When I looked at existing accessibility tools, I found a broken market: solutions are either prohibitively expensive (like $2,000+ eye-tracking hardware), incredibly clunky, or require invasive cloud subscriptions that compromise privacy.

I realized that almost every modern laptop already has the exact hardware needed to solve this problem: a webcam and a microphone. I built AccessAI: Gesture OS — a completely free, intelligent, and 100% offline software matrix that gives users complete control over their computer using natural body movement.

What It Does

AccessAI transforms your standard webcam and microphone into a full operating system controller.

Vision Matrix — Using a custom-tuned hand-tracking engine, users move their cursor by pointing, left/right click using natural finger extensions, and scroll web pages by pulling a fist up and down.
The Clutch — To prevent false clicks when a user just wants to rest their hand, I engineered a physical clutch gesture that instantly puts OS tracking to sleep while keeping the system alive.
Offline Dictation — By raising their pinky finger, users toggle a local AI transcription engine. They speak naturally, and the system types their words into any application on their computer.
Zero-Latency Dashboard — Everything is monitored via a premium glassmorphic React dashboard featuring real-time state tracking, live text transcription, dynamic SVG gesture cheat sheets, and custom sensitivity tuning.

How I Built It

I architected AccessAI as a robust, full-stack system with three distinct layers:

The Engine (Backend) Written in Python using FastAPI and Uvicorn. I used OpenCV and MediaPipe's Hand Landmarker model for 30FPS computer vision. For voice, I implemented Faster-Whisper running purely on int8 CPU inference. OS-level control was achieved via PyAutoGUI, with cross-platform notifications via Plyer.
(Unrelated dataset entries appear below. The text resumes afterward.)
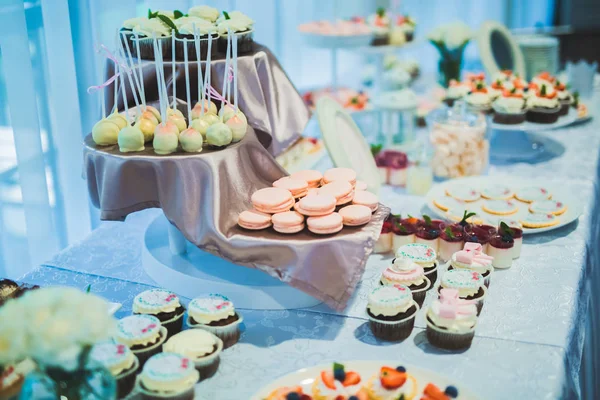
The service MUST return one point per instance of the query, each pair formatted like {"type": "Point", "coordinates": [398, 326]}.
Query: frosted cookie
{"type": "Point", "coordinates": [446, 203]}
{"type": "Point", "coordinates": [531, 194]}
{"type": "Point", "coordinates": [500, 207]}
{"type": "Point", "coordinates": [539, 220]}
{"type": "Point", "coordinates": [463, 193]}
{"type": "Point", "coordinates": [497, 192]}
{"type": "Point", "coordinates": [548, 207]}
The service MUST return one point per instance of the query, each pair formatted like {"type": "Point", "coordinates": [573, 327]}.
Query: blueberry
{"type": "Point", "coordinates": [339, 375]}
{"type": "Point", "coordinates": [451, 391]}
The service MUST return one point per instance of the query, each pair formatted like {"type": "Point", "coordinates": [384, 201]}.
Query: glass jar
{"type": "Point", "coordinates": [458, 137]}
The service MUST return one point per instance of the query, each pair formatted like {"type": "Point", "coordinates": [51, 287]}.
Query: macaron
{"type": "Point", "coordinates": [310, 176]}
{"type": "Point", "coordinates": [272, 200]}
{"type": "Point", "coordinates": [297, 187]}
{"type": "Point", "coordinates": [362, 197]}
{"type": "Point", "coordinates": [340, 174]}
{"type": "Point", "coordinates": [355, 215]}
{"type": "Point", "coordinates": [326, 224]}
{"type": "Point", "coordinates": [254, 220]}
{"type": "Point", "coordinates": [288, 222]}
{"type": "Point", "coordinates": [342, 191]}
{"type": "Point", "coordinates": [316, 205]}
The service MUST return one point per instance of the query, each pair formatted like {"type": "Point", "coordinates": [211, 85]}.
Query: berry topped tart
{"type": "Point", "coordinates": [338, 384]}
{"type": "Point", "coordinates": [392, 384]}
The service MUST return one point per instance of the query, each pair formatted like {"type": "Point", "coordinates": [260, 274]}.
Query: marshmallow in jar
{"type": "Point", "coordinates": [460, 147]}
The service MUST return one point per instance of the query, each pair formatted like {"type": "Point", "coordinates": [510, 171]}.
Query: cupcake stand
{"type": "Point", "coordinates": [197, 246]}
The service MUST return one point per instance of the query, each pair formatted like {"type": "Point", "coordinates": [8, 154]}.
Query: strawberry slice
{"type": "Point", "coordinates": [352, 378]}
{"type": "Point", "coordinates": [328, 379]}
{"type": "Point", "coordinates": [391, 379]}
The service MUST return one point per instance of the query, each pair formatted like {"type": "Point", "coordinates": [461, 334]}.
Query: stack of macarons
{"type": "Point", "coordinates": [309, 198]}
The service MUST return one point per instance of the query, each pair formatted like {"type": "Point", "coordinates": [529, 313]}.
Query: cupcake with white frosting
{"type": "Point", "coordinates": [168, 376]}
{"type": "Point", "coordinates": [120, 362]}
{"type": "Point", "coordinates": [470, 285]}
{"type": "Point", "coordinates": [391, 311]}
{"type": "Point", "coordinates": [200, 346]}
{"type": "Point", "coordinates": [215, 313]}
{"type": "Point", "coordinates": [143, 334]}
{"type": "Point", "coordinates": [451, 321]}
{"type": "Point", "coordinates": [162, 304]}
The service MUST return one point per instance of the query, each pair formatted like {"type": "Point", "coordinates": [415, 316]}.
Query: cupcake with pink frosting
{"type": "Point", "coordinates": [404, 271]}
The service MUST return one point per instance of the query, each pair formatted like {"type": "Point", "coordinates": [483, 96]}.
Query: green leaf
{"type": "Point", "coordinates": [427, 219]}
{"type": "Point", "coordinates": [168, 22]}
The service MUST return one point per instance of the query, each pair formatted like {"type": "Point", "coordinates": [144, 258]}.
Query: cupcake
{"type": "Point", "coordinates": [162, 304]}
{"type": "Point", "coordinates": [168, 376]}
{"type": "Point", "coordinates": [428, 232]}
{"type": "Point", "coordinates": [391, 311]}
{"type": "Point", "coordinates": [564, 97]}
{"type": "Point", "coordinates": [384, 242]}
{"type": "Point", "coordinates": [451, 241]}
{"type": "Point", "coordinates": [424, 256]}
{"type": "Point", "coordinates": [470, 285]}
{"type": "Point", "coordinates": [543, 107]}
{"type": "Point", "coordinates": [215, 313]}
{"type": "Point", "coordinates": [472, 258]}
{"type": "Point", "coordinates": [120, 362]}
{"type": "Point", "coordinates": [335, 383]}
{"type": "Point", "coordinates": [406, 272]}
{"type": "Point", "coordinates": [479, 100]}
{"type": "Point", "coordinates": [200, 346]}
{"type": "Point", "coordinates": [451, 321]}
{"type": "Point", "coordinates": [403, 231]}
{"type": "Point", "coordinates": [143, 334]}
{"type": "Point", "coordinates": [392, 384]}
{"type": "Point", "coordinates": [509, 108]}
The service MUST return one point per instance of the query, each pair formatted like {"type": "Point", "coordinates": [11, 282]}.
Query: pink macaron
{"type": "Point", "coordinates": [341, 190]}
{"type": "Point", "coordinates": [326, 224]}
{"type": "Point", "coordinates": [288, 222]}
{"type": "Point", "coordinates": [310, 176]}
{"type": "Point", "coordinates": [362, 197]}
{"type": "Point", "coordinates": [355, 215]}
{"type": "Point", "coordinates": [254, 220]}
{"type": "Point", "coordinates": [340, 174]}
{"type": "Point", "coordinates": [316, 205]}
{"type": "Point", "coordinates": [272, 200]}
{"type": "Point", "coordinates": [297, 187]}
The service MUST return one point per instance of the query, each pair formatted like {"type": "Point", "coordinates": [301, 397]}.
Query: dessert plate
{"type": "Point", "coordinates": [306, 376]}
{"type": "Point", "coordinates": [558, 192]}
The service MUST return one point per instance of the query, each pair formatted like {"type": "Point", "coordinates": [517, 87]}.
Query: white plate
{"type": "Point", "coordinates": [558, 192]}
{"type": "Point", "coordinates": [306, 376]}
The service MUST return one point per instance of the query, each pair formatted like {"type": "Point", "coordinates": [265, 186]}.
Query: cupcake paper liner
{"type": "Point", "coordinates": [229, 334]}
{"type": "Point", "coordinates": [393, 331]}
{"type": "Point", "coordinates": [448, 340]}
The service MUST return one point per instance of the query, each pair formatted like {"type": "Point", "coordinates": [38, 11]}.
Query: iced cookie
{"type": "Point", "coordinates": [463, 193]}
{"type": "Point", "coordinates": [548, 207]}
{"type": "Point", "coordinates": [500, 207]}
{"type": "Point", "coordinates": [539, 220]}
{"type": "Point", "coordinates": [497, 192]}
{"type": "Point", "coordinates": [531, 194]}
{"type": "Point", "coordinates": [447, 203]}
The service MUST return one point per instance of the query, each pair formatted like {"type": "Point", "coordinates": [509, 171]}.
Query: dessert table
{"type": "Point", "coordinates": [529, 340]}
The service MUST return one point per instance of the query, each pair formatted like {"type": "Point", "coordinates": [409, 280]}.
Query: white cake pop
{"type": "Point", "coordinates": [131, 139]}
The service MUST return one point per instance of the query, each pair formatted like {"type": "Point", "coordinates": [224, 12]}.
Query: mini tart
{"type": "Point", "coordinates": [531, 194]}
{"type": "Point", "coordinates": [497, 192]}
{"type": "Point", "coordinates": [548, 207]}
{"type": "Point", "coordinates": [463, 193]}
{"type": "Point", "coordinates": [539, 220]}
{"type": "Point", "coordinates": [500, 207]}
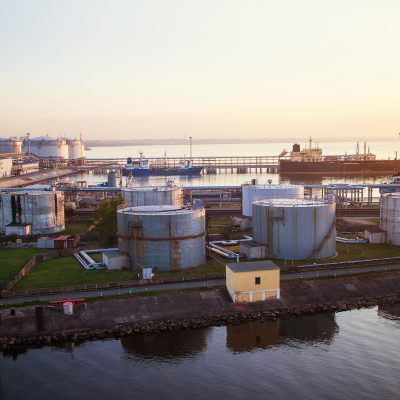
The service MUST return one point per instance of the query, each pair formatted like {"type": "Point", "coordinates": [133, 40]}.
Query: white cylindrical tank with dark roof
{"type": "Point", "coordinates": [153, 195]}
{"type": "Point", "coordinates": [390, 217]}
{"type": "Point", "coordinates": [10, 145]}
{"type": "Point", "coordinates": [254, 192]}
{"type": "Point", "coordinates": [42, 210]}
{"type": "Point", "coordinates": [295, 229]}
{"type": "Point", "coordinates": [76, 149]}
{"type": "Point", "coordinates": [46, 146]}
{"type": "Point", "coordinates": [165, 238]}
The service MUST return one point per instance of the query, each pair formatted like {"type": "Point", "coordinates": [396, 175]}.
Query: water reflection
{"type": "Point", "coordinates": [390, 312]}
{"type": "Point", "coordinates": [260, 335]}
{"type": "Point", "coordinates": [166, 345]}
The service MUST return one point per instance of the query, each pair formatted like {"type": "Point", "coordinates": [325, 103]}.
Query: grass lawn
{"type": "Point", "coordinates": [12, 260]}
{"type": "Point", "coordinates": [75, 227]}
{"type": "Point", "coordinates": [66, 271]}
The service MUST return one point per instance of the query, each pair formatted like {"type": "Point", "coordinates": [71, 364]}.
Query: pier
{"type": "Point", "coordinates": [210, 165]}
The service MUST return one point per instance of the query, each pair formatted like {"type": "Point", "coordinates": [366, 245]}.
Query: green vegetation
{"type": "Point", "coordinates": [106, 216]}
{"type": "Point", "coordinates": [12, 260]}
{"type": "Point", "coordinates": [66, 271]}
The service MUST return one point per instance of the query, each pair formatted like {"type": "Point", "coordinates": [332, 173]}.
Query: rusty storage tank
{"type": "Point", "coordinates": [10, 145]}
{"type": "Point", "coordinates": [254, 192]}
{"type": "Point", "coordinates": [295, 229]}
{"type": "Point", "coordinates": [41, 210]}
{"type": "Point", "coordinates": [169, 194]}
{"type": "Point", "coordinates": [390, 217]}
{"type": "Point", "coordinates": [163, 237]}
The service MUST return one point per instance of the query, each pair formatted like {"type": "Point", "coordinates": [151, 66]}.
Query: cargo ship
{"type": "Point", "coordinates": [143, 167]}
{"type": "Point", "coordinates": [310, 161]}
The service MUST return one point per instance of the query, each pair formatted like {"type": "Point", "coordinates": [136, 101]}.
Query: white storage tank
{"type": "Point", "coordinates": [46, 146]}
{"type": "Point", "coordinates": [162, 237]}
{"type": "Point", "coordinates": [76, 149]}
{"type": "Point", "coordinates": [254, 192]}
{"type": "Point", "coordinates": [153, 195]}
{"type": "Point", "coordinates": [390, 217]}
{"type": "Point", "coordinates": [10, 145]}
{"type": "Point", "coordinates": [295, 229]}
{"type": "Point", "coordinates": [42, 210]}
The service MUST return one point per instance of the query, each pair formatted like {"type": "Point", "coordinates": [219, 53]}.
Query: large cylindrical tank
{"type": "Point", "coordinates": [390, 217]}
{"type": "Point", "coordinates": [112, 179]}
{"type": "Point", "coordinates": [153, 195]}
{"type": "Point", "coordinates": [255, 192]}
{"type": "Point", "coordinates": [46, 146]}
{"type": "Point", "coordinates": [162, 237]}
{"type": "Point", "coordinates": [43, 210]}
{"type": "Point", "coordinates": [10, 145]}
{"type": "Point", "coordinates": [76, 149]}
{"type": "Point", "coordinates": [295, 229]}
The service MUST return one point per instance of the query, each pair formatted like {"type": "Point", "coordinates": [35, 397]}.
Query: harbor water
{"type": "Point", "coordinates": [348, 355]}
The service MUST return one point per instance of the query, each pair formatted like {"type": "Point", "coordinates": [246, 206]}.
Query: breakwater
{"type": "Point", "coordinates": [189, 310]}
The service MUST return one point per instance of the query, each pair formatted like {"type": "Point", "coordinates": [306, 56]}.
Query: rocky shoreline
{"type": "Point", "coordinates": [235, 317]}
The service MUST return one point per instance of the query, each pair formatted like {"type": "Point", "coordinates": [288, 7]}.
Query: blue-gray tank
{"type": "Point", "coordinates": [164, 237]}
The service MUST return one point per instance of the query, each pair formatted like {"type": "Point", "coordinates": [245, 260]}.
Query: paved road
{"type": "Point", "coordinates": [35, 177]}
{"type": "Point", "coordinates": [196, 284]}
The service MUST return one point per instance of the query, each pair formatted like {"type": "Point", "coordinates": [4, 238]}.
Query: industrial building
{"type": "Point", "coordinates": [253, 281]}
{"type": "Point", "coordinates": [169, 194]}
{"type": "Point", "coordinates": [390, 217]}
{"type": "Point", "coordinates": [163, 237]}
{"type": "Point", "coordinates": [5, 167]}
{"type": "Point", "coordinates": [31, 212]}
{"type": "Point", "coordinates": [253, 191]}
{"type": "Point", "coordinates": [295, 229]}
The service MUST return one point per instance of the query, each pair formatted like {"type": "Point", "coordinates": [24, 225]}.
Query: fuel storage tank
{"type": "Point", "coordinates": [10, 145]}
{"type": "Point", "coordinates": [295, 229]}
{"type": "Point", "coordinates": [390, 217]}
{"type": "Point", "coordinates": [41, 210]}
{"type": "Point", "coordinates": [153, 195]}
{"type": "Point", "coordinates": [162, 237]}
{"type": "Point", "coordinates": [253, 192]}
{"type": "Point", "coordinates": [76, 149]}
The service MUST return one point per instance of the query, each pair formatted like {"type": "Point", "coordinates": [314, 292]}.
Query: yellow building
{"type": "Point", "coordinates": [253, 281]}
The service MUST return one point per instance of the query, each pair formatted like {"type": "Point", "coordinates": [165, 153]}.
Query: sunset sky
{"type": "Point", "coordinates": [221, 68]}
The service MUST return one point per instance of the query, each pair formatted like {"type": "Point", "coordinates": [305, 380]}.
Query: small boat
{"type": "Point", "coordinates": [142, 167]}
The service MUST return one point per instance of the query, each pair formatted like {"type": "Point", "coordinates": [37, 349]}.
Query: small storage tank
{"type": "Point", "coordinates": [390, 217]}
{"type": "Point", "coordinates": [45, 146]}
{"type": "Point", "coordinates": [153, 195]}
{"type": "Point", "coordinates": [76, 149]}
{"type": "Point", "coordinates": [162, 237]}
{"type": "Point", "coordinates": [295, 229]}
{"type": "Point", "coordinates": [254, 192]}
{"type": "Point", "coordinates": [10, 145]}
{"type": "Point", "coordinates": [42, 210]}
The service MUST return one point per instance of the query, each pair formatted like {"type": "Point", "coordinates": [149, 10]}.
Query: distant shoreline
{"type": "Point", "coordinates": [172, 142]}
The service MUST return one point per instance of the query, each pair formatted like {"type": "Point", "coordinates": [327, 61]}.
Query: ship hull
{"type": "Point", "coordinates": [337, 168]}
{"type": "Point", "coordinates": [162, 171]}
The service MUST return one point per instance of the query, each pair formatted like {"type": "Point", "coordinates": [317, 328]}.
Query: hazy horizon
{"type": "Point", "coordinates": [127, 69]}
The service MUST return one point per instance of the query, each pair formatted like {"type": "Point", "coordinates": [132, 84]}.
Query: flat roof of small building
{"type": "Point", "coordinates": [252, 266]}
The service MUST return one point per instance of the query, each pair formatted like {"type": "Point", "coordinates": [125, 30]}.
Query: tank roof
{"type": "Point", "coordinates": [157, 210]}
{"type": "Point", "coordinates": [292, 203]}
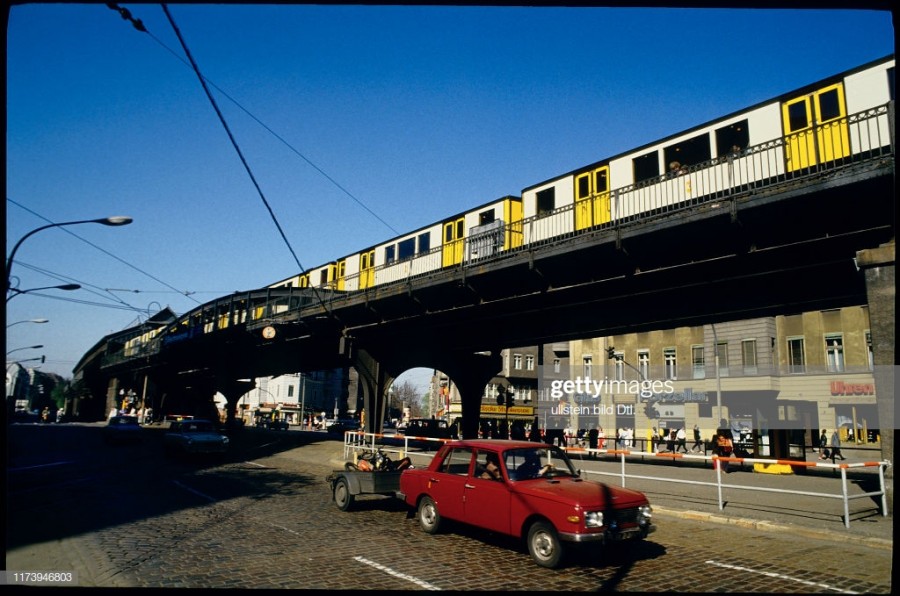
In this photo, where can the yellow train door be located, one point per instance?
(815, 128)
(454, 237)
(366, 269)
(592, 198)
(339, 274)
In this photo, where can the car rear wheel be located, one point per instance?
(544, 545)
(342, 497)
(429, 517)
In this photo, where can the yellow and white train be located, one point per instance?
(842, 119)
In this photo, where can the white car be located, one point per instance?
(194, 436)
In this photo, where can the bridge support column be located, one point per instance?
(375, 381)
(877, 265)
(471, 373)
(233, 390)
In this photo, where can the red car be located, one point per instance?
(535, 494)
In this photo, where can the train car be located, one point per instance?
(838, 118)
(814, 125)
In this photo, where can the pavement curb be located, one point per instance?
(768, 526)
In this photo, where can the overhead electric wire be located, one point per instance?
(139, 25)
(104, 251)
(237, 148)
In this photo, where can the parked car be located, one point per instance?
(342, 425)
(123, 429)
(538, 496)
(194, 436)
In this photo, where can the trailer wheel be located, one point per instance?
(342, 497)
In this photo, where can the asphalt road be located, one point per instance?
(262, 517)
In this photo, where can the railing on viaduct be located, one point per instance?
(757, 169)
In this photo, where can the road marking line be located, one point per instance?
(781, 576)
(421, 583)
(191, 490)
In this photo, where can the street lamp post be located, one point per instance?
(116, 220)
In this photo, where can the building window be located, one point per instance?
(834, 352)
(644, 364)
(722, 357)
(669, 359)
(870, 351)
(698, 362)
(796, 355)
(748, 355)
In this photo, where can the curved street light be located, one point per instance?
(29, 321)
(67, 287)
(116, 220)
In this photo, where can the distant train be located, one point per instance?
(846, 117)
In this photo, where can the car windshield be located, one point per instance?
(538, 462)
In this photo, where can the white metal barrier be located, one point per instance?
(843, 467)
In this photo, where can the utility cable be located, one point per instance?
(237, 148)
(139, 25)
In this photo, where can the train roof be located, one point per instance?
(785, 95)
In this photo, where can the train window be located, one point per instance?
(798, 116)
(546, 201)
(829, 105)
(689, 152)
(406, 249)
(731, 136)
(583, 187)
(891, 83)
(645, 167)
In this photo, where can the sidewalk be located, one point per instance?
(803, 514)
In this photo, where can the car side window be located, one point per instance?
(457, 462)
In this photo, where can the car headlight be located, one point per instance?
(645, 512)
(593, 519)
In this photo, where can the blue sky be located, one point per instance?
(415, 112)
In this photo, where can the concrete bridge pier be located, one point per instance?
(233, 390)
(375, 379)
(877, 264)
(471, 373)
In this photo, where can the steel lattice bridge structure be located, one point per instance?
(786, 242)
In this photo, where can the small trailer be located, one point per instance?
(346, 485)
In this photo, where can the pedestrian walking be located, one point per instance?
(593, 435)
(698, 443)
(681, 440)
(836, 446)
(823, 445)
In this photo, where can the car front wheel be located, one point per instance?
(544, 545)
(429, 517)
The Interface (Frontend) A sleek React.js application styled with TailwindCSS and Framer Motion. I built a custom Web Audio API synthesizer directly into the frontend to generate zero-asset audio feedback without relying on any external files.

The Bridge A bi-directional WebSocket connection links the two layers. The Python engine streams live video frames and JSON state updates to React, while React beams dynamic settings — like cursor smoothing algorithms and tracking margins — back to Python in real time.

Challenges I Ran Into

Building a multimodal, asynchronous AI system natively on a laptop CPU brought serious engineering hurdles.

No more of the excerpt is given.